I regularly use SQL and R to perform data analysis and manage my data transformations and data pipelines. I love both languages, and have used them for a number of years now.
Which do I like the most?
Well that’s a tough question to answer, as they both have their own strengths and weaknesses for different tasks. In this post I’ll go through my perceived strengths and weaknesses of each language, and where each should and perhaps shouldn’t be used.
SQL is the lingua franca for data manipulation and transformation, as well as permanent storage and management. SQL has come a long way since its initial development by IBM in the 60s, and now is quite capable at performing relatively sophisticated analysis.
The Power of SQL
SQL’s 3 biggest strengths (as I see them) are performance, ease of use and scalability.
Even a small database running on your laptop will be able to perform calculations and transformations on datasets far bigger than what would be possible in desktops spreadsheet applications such as Excel or Google Sheets.

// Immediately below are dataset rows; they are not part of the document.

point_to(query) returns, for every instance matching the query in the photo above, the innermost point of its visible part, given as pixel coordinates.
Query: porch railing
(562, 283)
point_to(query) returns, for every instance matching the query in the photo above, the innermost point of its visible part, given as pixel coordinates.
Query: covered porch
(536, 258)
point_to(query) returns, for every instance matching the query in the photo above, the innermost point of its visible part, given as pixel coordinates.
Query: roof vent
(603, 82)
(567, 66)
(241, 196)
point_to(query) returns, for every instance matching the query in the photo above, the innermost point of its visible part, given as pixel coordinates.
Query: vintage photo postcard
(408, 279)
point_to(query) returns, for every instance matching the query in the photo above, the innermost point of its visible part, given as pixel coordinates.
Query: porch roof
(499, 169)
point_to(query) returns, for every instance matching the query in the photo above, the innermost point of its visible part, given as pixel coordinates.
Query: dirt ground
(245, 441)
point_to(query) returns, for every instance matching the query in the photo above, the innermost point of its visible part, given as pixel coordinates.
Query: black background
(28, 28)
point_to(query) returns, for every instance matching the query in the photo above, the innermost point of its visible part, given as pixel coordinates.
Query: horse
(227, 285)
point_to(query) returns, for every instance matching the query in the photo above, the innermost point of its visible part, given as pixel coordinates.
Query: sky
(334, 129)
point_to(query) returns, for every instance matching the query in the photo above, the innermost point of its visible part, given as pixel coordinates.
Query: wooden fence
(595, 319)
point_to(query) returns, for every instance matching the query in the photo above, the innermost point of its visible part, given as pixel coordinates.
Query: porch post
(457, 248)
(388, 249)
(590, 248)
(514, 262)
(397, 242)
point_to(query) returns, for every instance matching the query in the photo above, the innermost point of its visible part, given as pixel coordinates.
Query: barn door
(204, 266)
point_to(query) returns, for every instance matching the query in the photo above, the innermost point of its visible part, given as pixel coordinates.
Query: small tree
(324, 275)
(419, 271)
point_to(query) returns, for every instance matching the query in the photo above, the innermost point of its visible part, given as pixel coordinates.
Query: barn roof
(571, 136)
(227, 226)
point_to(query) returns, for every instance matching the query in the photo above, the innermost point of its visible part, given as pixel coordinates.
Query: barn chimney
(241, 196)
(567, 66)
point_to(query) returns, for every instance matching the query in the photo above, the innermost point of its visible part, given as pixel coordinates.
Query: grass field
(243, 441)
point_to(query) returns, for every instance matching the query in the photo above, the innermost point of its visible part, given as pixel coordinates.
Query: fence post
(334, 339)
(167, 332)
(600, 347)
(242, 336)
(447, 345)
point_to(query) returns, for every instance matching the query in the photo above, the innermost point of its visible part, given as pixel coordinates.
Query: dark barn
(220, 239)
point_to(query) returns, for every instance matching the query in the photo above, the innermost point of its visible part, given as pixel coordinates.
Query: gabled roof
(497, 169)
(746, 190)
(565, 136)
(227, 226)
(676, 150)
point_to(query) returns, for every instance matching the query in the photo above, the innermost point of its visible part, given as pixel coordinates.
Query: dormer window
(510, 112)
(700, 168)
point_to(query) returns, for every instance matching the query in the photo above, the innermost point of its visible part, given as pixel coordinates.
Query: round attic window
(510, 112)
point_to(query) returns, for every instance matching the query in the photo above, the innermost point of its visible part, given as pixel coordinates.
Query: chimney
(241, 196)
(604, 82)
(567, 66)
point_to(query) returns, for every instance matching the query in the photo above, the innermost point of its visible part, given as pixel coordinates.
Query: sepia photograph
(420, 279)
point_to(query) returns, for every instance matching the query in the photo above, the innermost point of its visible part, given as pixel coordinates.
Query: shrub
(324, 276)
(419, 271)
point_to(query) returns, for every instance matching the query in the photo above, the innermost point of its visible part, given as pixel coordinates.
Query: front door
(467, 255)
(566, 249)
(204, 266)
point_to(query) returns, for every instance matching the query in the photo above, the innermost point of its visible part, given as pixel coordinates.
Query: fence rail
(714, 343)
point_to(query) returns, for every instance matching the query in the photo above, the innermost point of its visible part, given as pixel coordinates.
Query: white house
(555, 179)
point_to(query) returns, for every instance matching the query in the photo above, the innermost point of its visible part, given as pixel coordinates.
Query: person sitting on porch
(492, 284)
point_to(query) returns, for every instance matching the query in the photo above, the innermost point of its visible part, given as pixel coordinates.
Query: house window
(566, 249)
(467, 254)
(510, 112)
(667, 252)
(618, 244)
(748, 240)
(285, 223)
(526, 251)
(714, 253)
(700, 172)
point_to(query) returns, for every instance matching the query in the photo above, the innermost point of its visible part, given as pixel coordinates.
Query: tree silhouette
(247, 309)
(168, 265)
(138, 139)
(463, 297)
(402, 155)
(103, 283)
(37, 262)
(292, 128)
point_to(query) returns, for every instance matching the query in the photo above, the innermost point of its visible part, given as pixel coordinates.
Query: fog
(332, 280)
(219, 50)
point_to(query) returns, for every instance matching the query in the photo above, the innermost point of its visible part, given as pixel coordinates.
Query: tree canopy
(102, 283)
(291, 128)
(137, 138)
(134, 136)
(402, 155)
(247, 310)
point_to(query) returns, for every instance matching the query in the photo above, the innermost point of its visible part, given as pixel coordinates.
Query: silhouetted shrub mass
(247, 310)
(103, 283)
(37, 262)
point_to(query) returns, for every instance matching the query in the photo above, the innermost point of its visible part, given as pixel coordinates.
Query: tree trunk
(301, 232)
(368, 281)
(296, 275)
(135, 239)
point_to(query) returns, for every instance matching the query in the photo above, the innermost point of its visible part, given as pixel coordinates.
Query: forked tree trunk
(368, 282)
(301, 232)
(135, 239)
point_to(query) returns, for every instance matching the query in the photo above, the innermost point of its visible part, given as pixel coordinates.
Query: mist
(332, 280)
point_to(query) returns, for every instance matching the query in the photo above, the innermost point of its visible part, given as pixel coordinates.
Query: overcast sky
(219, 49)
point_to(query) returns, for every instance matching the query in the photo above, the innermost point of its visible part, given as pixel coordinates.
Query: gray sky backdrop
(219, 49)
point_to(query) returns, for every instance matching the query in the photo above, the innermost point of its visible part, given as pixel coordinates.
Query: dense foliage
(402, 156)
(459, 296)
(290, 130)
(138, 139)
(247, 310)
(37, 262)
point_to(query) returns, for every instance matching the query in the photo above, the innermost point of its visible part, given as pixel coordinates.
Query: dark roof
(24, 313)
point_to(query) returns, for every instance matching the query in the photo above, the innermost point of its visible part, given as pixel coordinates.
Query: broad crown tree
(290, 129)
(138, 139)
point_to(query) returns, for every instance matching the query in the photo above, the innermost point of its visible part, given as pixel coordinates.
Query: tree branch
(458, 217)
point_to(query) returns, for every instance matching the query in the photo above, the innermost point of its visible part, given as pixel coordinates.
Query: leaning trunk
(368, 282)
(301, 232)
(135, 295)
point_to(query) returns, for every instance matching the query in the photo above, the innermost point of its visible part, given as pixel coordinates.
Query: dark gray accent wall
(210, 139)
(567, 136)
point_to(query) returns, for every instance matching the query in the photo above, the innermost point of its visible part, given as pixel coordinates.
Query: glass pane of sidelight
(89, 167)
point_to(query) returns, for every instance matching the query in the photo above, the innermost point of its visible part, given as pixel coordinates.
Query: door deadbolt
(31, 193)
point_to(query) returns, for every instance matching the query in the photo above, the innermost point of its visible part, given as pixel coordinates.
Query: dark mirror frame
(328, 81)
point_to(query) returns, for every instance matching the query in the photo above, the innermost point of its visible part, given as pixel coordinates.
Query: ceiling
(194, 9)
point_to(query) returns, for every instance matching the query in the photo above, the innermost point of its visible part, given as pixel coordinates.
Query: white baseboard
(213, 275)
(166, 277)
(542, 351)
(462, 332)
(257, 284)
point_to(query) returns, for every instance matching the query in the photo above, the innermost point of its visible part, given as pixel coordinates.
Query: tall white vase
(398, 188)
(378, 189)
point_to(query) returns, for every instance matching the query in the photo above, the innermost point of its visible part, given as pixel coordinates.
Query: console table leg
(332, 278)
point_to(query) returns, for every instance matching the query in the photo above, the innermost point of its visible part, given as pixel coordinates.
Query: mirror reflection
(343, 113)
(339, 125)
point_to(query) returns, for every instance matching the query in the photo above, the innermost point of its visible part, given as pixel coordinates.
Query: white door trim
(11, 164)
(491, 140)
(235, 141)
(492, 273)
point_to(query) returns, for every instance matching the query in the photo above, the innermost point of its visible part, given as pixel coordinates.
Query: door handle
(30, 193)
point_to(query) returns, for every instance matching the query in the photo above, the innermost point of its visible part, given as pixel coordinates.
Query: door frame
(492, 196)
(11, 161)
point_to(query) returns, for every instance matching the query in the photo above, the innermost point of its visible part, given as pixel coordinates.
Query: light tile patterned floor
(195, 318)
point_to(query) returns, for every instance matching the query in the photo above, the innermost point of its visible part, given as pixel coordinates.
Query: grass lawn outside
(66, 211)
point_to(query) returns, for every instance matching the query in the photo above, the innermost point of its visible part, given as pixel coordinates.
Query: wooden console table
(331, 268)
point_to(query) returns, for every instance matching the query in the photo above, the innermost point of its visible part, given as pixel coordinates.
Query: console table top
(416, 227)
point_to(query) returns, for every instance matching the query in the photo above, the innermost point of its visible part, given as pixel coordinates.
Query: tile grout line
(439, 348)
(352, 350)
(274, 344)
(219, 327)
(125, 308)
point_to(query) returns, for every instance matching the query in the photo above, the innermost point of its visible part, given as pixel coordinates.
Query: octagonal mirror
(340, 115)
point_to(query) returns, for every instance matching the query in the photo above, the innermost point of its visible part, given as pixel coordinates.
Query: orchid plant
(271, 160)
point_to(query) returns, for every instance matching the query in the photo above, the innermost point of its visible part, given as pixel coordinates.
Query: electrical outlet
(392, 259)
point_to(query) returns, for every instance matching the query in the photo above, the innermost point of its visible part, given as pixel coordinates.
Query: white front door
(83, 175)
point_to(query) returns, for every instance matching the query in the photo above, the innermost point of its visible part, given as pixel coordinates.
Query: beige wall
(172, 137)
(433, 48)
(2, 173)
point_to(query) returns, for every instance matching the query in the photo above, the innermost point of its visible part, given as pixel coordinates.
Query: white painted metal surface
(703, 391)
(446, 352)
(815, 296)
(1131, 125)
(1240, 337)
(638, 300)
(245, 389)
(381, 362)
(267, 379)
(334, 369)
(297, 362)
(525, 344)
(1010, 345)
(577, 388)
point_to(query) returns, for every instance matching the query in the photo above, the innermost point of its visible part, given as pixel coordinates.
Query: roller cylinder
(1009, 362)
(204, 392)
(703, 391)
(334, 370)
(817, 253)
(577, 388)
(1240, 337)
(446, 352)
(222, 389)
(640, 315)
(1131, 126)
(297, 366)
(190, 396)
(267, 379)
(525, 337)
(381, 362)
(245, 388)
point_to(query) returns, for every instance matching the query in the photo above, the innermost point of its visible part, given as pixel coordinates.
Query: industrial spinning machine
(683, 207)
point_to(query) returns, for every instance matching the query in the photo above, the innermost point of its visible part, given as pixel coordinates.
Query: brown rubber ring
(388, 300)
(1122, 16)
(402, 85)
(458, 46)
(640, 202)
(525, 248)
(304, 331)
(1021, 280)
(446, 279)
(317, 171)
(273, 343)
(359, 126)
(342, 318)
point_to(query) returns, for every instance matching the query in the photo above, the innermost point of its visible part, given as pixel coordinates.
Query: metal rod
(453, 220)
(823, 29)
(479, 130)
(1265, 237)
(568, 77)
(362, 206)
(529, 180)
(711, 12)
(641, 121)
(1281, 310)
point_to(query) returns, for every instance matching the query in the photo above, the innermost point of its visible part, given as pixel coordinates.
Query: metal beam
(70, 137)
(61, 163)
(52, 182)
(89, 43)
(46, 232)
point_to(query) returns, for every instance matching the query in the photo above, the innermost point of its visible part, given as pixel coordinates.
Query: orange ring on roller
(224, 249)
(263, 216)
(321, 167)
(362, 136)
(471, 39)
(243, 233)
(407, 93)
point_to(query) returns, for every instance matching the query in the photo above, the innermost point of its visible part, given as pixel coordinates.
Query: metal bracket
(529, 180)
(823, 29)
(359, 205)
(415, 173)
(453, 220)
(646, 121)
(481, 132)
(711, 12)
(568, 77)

For a start, there are no row limits (like the 1,048,576 row limit in Excel or the 500,000 cell limit in Google Sheets). As well as this, databases such as PostgreSQL and MySQL, and modern data warehouses such BigQuery, Redshift and Snowflake, are highly optimised to perform these types of row-by-row calculations.
If I want to perform analysis on a large dataset, I will almost always try to move my data into something like BigQuery. Its ability to easily crunch through data quickly and cost effectively is fantastic. BigQuery is also very easy to use, and integrates well with other GCP products I might use for data pipelines - this is also true for Redshift in the AWS ecosystem.
This makes a SQL environment ideal for data pipelines. With the advent of ELT over ETL, and great tools like Dataform and dbt, SQL pipelines running in your data warehouse have become incredibly powerful.
Then there’s the SQL language itself. I have a love-hate relationship with SQL, not least because it was the first coding language I learnt and therefore have sort of nostalgic feelings towards it.
SQL is built on Relational Algebra, introduced by Edgar Codd in the 70s, and this logic for how to join, merge, retrieve, filter and intersect data has truly stood the test of time.For many analysts SQL is the basis of how they think about tabular data.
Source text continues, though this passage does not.